REVIEW: Roidmi F8 Storm Takes On Dyson
Known as the ‘Apple of China’, parent company Xiaomi has taken on Dyson, with the launch of Roidmi’s F8 Storm – claimed to be the world’s first “smart app cordless vaccum cleaner”, with Dyson-esque performance for around half the price.
Complimenting Bluetooth connectivity and app support, the F8 Storm delivers up to 55 minutes of “powerful suction”, for significantly less than similar stick vacs (e.g. Dyson V10/V8, Shark 250).
The Chinese company cites efficiencies within Xiaomi’s supply and manufacturing chain for cost reductions.
Scheduled to ship in August 2018, Roidmi’s F8 Storm has already raised USD$377,945 from 1237 backers on Indiegogo.

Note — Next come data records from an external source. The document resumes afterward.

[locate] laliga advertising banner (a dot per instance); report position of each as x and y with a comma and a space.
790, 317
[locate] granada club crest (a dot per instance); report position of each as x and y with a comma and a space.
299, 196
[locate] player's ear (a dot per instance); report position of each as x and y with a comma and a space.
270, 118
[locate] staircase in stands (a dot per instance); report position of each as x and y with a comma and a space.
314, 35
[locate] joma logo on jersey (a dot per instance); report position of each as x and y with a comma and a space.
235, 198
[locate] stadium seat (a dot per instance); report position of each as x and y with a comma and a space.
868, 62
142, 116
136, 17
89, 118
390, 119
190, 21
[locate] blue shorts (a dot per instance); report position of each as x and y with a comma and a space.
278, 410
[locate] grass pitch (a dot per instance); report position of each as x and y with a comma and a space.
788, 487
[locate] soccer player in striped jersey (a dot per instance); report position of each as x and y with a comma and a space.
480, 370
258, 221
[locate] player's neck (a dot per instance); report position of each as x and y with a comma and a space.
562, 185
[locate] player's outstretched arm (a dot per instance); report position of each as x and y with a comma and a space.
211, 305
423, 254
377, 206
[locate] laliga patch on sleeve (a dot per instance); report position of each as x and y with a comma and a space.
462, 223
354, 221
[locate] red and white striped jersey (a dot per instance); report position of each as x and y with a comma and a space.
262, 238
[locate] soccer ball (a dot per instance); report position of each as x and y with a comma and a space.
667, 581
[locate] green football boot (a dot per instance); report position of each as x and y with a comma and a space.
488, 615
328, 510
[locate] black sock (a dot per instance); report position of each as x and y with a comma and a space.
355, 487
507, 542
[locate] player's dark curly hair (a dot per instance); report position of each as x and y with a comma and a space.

Consumers can choose from a range of pre-sale packages, afterwhich the product will revert to its standard price of around USD $399 (including shipping). For Australians, this equates to around A$540 which is notably less than $899 for the Dyson Cylone V10 Animal or V8 Absolute. (Pst – I’ve seen brand new unboxed models being sold on eBay Australia for $459 with free shipping).
To be clear, this isn’t an early stage testing product. Impressively, the Roidmi F8 Storm has already won Red Dot and iF Design Awards.
- Two bedroom, one bathroom apartment in Sydney CBD
- Wooden floorboards and tiles
- Two housemates
Roidmi makes a point of emphasising the F8 Storm’s lightweight design. As a rather petite female with comparatively lacking arm strength, heavy stick vacuums are a huge gripe of mine.
The F8 Storm is largely as it claims – lightweight and not overly bulky. This makes it great for ceiling/high cleaning.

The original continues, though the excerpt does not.